The company’s consolidated net sales zoomed at 119 per cent a year between FY05 and FY07, thanks to the introduction of new high growth businesses mentioned above.
Despite substantial jump in employee and other operating expenses, the company managed to clock a higher operating profit growth of 123 per cent CAGR in the same period due to high margin institutional and HNI business. Net profit growth was capped at 120 per cent (still robust) due to jump in interest costs.
Going forward, the growth is expected to be higher as many of its subsidiaries covering various businesses like wealth management, asset management and advisory services have been formed in FY06, which are yet to achieve scale.
Further, increasing foreign money, rising market turnover and growing HNI population provides immense potential to the company.
Despite short term hiccups, the long term trend of the Indian market is upwards thus providing long term visibility.

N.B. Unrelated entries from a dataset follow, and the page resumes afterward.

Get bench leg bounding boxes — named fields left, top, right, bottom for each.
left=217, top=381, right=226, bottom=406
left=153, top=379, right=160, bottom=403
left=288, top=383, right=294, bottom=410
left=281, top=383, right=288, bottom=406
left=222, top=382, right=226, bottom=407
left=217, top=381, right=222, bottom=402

Moreover margins are likely to be maintained.
“Our focus is on profitable growth with risk managed return on equity,” says Rashesh Shah, chairman and managing director of the company.
…bring premium valuation
At Rs 725-825, the issue is priced at about 27 times and 30 times for FY08 estimated earnings respectively. This is much higher than its closest peers Motilal Oswal and Religare which trade at 21 times and 15 times for estimated FY08 earnings respectively.
The company commands high valuations because it enjoys superior margins than others and has reported strong financial performance without too much presence into the retail business.
Also, the growth in FY09 is going to be robust. For estimated FY09 earnings, the company’s is valued at 13 - 15 times (assuming 100 per cent growth in earnings ) and 17-20 times (assuming 50 per cent).
Short term investors would get decent returns depending on market conditions post listing. Long term investors can select from a wide range of listed broking firms depending on factors like the extent of diversification, broader network and choice between HNI or retail growth.